By Me. Cláudio Fernandes
With the Portuguese maritime expansion, which began in the 15th century and expanded in the 16th century, and the successive conquests of islands in the Atlantic and strips of land on the African coast, as well as the Discovery of Brazil, the Lusitanian empire soon became one of the most powerful in early modernity. In addition to dominating the aforementioned territories, the Portuguese also established themselves in the Indies and in part of the Chinese territory, leaving there also colonial structures, such as the one in Macao.
The Portuguese monopoly in the Indies (name given to the current country of India), however, cooled down, due to the wide competition offered by other countries, and this loss of commercial monopoly deprived the Portuguese products such as spices (condiments, aromatic plants for the manufacture of perfumes, etc.). Such deprivation spurred the Portuguese to explore regions of Colonial Brazil hitherto untouched in order to seek new spices. These new spices were nicknamed “drogas do Sertão ”.
The areas that came to be exploited by the Portuguese at the end of the 16th century corresponded to strips of land in the current states of Pará and Amazonas, that is, the “drugs of the Sertão” were extracted from the Forest Amazonian. Although the word “sertão”, whose current use in the 16th century indicated “hidden land”, “inland”, “inhospitable” and “without trees”, does not precisely define an equatorial forest such as the Amazon, it was used to name the origin of the so-called “drugs” extracted from there.
The term “drugs” also had a different meaning than it does today. It was used, above all, to refer to natural products for culinary, medicinal, artisanal and manufacturing use. Among these drugs were annatto (see image at the top of the text), guarana, the Brazil nut, the cotton, the smoke, the sugar and cassava. Items derived from them were also requested, such as rapadura and the brandy.

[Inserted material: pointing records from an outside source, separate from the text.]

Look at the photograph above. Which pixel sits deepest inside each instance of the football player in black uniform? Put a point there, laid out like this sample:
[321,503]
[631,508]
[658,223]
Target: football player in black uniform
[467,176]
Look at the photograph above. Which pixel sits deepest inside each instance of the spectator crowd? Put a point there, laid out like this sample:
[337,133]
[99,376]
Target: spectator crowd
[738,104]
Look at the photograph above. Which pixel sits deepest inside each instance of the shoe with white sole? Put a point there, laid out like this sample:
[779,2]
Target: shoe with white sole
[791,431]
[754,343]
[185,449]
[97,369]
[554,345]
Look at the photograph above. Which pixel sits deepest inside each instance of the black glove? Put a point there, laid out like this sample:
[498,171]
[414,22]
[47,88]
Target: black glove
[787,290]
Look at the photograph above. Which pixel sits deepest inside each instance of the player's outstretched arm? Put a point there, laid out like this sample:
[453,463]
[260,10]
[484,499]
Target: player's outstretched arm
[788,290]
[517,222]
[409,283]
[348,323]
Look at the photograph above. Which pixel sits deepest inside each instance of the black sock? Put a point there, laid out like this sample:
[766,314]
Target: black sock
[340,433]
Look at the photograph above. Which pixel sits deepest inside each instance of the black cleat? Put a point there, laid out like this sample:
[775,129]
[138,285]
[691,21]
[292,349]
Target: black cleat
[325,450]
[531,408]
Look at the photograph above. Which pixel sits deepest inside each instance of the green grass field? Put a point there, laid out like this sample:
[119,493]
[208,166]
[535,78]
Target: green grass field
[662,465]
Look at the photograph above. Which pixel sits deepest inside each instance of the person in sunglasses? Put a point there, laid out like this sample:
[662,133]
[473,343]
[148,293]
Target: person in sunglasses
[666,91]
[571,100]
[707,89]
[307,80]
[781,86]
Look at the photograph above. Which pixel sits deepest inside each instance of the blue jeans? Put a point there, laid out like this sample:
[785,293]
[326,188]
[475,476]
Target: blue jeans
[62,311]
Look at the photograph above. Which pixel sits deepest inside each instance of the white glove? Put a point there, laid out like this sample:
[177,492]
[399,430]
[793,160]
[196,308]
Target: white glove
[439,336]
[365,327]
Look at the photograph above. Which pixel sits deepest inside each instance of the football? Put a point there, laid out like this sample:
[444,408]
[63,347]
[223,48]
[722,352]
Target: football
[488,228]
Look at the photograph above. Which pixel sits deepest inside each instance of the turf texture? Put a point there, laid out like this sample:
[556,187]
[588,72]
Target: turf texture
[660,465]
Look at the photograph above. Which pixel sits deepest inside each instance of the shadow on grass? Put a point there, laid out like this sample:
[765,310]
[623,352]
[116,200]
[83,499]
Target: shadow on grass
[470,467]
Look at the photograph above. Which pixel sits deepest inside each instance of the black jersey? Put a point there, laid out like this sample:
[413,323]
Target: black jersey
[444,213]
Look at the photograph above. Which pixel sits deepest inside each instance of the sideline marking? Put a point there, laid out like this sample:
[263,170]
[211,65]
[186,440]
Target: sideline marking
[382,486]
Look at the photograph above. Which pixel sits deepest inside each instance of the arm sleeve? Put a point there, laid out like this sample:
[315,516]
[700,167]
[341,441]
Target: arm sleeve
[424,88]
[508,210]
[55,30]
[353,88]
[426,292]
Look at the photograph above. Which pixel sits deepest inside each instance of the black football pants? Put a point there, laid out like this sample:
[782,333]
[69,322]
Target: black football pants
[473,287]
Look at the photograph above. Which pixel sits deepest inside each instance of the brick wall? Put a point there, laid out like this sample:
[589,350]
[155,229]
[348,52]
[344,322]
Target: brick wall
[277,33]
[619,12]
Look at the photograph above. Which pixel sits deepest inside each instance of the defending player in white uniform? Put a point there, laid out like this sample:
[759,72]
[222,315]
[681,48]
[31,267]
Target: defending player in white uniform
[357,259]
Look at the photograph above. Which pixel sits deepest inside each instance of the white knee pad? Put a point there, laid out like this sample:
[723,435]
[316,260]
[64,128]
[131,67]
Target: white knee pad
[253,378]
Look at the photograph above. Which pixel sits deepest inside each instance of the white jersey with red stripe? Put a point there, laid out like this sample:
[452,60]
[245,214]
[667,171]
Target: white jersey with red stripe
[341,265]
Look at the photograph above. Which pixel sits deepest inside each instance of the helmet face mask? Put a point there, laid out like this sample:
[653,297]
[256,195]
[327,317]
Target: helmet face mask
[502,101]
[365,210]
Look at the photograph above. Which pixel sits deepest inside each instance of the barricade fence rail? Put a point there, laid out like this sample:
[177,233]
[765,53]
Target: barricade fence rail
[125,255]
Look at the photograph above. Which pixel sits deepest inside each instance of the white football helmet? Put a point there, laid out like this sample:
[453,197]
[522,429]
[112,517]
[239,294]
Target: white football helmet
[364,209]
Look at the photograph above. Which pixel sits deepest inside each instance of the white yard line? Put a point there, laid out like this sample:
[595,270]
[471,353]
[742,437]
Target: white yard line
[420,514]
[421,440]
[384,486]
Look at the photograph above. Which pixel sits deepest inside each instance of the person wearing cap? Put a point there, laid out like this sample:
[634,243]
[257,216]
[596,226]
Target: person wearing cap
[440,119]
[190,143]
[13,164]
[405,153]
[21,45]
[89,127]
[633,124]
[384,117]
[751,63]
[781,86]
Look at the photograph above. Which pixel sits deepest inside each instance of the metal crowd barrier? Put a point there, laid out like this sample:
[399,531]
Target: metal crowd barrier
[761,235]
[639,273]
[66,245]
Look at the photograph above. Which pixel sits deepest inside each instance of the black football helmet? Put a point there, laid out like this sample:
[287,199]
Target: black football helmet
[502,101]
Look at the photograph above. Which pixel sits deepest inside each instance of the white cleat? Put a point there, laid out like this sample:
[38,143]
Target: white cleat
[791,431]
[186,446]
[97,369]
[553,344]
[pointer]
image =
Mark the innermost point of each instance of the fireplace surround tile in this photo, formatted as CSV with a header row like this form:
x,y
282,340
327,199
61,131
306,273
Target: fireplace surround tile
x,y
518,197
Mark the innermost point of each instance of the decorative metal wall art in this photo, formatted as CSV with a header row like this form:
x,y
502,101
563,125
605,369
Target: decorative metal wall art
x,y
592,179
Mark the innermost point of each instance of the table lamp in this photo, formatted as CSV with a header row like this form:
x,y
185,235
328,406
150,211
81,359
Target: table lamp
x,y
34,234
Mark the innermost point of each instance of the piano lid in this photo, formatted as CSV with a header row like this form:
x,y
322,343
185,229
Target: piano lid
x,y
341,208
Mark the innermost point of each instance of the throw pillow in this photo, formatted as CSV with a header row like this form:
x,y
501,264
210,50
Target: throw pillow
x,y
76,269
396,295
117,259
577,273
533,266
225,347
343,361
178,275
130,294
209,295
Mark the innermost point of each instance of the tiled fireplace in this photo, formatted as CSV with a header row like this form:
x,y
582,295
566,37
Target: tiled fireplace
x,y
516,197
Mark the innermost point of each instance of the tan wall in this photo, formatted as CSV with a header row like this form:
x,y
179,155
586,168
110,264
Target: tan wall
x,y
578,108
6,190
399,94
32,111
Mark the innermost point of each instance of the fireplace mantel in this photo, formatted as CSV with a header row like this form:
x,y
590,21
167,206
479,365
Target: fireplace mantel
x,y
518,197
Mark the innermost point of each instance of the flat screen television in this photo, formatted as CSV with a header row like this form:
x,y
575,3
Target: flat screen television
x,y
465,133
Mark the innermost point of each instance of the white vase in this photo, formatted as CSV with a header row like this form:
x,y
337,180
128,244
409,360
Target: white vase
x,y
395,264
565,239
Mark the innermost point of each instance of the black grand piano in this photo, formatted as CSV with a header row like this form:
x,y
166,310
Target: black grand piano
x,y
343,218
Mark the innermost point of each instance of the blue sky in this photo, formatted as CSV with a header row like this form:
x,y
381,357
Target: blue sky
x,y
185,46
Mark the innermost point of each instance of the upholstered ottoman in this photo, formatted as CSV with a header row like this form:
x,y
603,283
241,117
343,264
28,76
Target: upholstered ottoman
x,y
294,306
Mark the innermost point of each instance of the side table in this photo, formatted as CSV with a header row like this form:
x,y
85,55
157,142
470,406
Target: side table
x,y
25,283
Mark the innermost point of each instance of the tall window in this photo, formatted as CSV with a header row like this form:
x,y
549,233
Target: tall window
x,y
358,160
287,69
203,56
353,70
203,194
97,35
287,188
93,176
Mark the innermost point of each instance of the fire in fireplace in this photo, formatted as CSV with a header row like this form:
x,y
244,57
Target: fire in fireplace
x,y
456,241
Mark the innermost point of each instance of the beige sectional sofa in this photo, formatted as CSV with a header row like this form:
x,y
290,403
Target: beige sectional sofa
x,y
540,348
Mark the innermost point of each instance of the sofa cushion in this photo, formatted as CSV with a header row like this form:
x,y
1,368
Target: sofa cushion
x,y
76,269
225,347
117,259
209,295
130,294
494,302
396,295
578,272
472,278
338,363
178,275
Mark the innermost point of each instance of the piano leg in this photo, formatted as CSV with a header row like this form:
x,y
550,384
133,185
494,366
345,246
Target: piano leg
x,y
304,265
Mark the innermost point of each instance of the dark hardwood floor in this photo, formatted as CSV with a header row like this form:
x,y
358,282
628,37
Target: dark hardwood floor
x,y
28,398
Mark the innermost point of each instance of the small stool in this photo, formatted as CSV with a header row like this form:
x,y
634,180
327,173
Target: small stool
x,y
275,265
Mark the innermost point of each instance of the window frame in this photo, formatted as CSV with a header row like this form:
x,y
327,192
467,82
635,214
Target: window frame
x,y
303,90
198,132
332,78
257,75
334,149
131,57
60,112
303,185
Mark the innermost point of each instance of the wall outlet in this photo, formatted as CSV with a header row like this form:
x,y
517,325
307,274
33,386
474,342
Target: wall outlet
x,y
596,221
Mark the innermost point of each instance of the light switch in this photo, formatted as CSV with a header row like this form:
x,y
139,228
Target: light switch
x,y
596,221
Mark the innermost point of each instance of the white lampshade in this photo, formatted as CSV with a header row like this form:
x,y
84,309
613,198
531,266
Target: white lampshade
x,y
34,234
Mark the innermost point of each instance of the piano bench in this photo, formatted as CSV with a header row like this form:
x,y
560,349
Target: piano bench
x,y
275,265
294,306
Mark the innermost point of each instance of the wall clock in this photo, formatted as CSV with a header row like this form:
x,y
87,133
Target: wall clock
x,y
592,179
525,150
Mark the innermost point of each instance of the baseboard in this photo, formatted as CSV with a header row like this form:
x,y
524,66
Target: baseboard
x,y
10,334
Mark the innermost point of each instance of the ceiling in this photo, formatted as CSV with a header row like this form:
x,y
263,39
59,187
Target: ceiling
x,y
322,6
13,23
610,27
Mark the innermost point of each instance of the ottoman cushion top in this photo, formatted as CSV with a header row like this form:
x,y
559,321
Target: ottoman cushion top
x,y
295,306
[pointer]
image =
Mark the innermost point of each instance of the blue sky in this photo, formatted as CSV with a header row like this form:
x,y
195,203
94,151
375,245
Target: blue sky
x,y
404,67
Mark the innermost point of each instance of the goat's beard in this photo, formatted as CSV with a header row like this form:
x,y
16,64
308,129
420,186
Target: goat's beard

Access to the interior of the Amazon Rainforest is still complex today; in the sixteenth century, then, it was very difficult. There was, in addition to the danger offered by wild animals, the imminent conflict with indigenous tribes still unknown. In this context, the work of the indigenous themselves was the most appropriate to carry out the extraction.
However, there was an impasse regarding the employment of indigenous labor. On the one hand, the Jesuit priests, who undertook the catechization of the Indians, made use of free indigenous labor. On the other hand, there were the backcountry colonists, also interested in spices and who also made use of indigenous labor, however, enslaving them. This aspect generated a clash between Jesuits and settlers, given that the former were vehemently opposed to the slavery of the natives.